A Doctor Explains Why False Positives Show Up On Pregnancy Tests And What They Could Mean

Pregnancy tests work by detecting human chorionic gonadotropin (HCG) — a hormone produced during implantation as the placenta begins to develop (via Mayo Clinic). Producing either a positive or negative test result, users rely on pregnancy tests to deliver prompt and accurate results. In rare cases, however, a pregnancy test may produce an inaccurate reading. In an exclusive interview with Health Digest, Mary Jane Minkin, M.D., OB-GYN, clinical professor of obstetrics, gynecology, and reproductive sciences at Yale University School of Medicine, and founder of MadameOvary.com, explains under what circumstances a pregnancy test may yield a false positive test result.

"Not all pregnancy tests are the same; some are more accurate than others, and some detect pregnancy earlier than others," Dr.
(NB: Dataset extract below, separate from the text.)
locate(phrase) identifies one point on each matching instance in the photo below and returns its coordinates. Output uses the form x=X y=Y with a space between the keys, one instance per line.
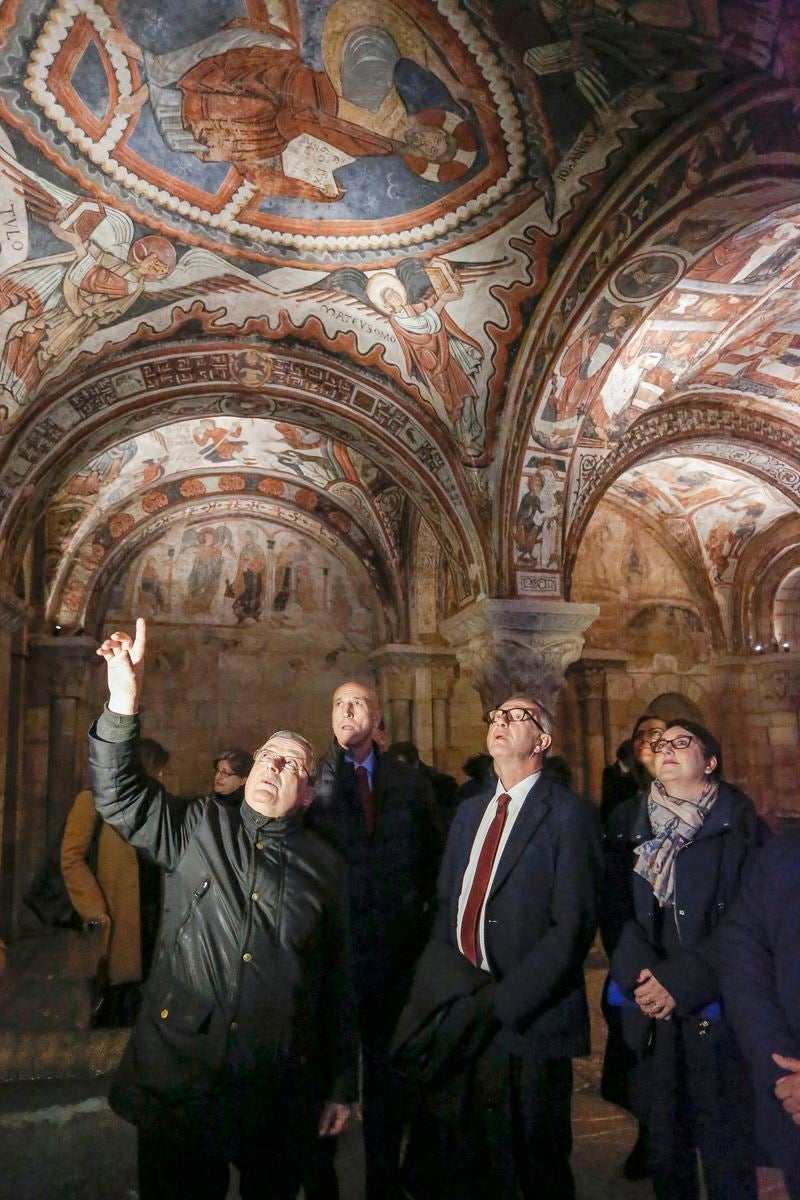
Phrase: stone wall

Minkin starts off by explaining. "The test that tells you the earliest — as early as 6 days before the first day of your expected period — is the First Response Early Result pregnancy test." Dr. Minkin goes on to state that First Response also offers an app that interprets the faint lines seen on their pregnancy tests to definitively read either "pregnant" or "not pregnant." "With some other kits," she says, "you may see a faint line if they are just earlier than one can definitively detect with their kit."

The importance of taking a second test

So what else might cause a pregnancy test to inaccurately display faint lines? "The other possibility is that in [people] who have miscarried, the hormone that is made during the pregnancy that tells you that you are pregnant (HCG) goes down slowly (it doesn't disappear immediately)," Dr. Minkin tells Health Digest. "So it will often stay positive for two weeks or even more after the miscarriage occurs — and so you could still see a faint line," she explains. Similarly, the Mayo Clinic reports that certain HCG-containing fertility medications may also influence a false positive reading. However, such medications do not include birth control.

To help ensure that the results you're seeing on your pregnancy test are accurate, Dr. Minkin encourages the use of a second test. "Depending on the test, you occasionally will just see a false positive — so repeating the test in a few days would be ideal. And, of course, one can always do a blood test as a backup test," she concludes.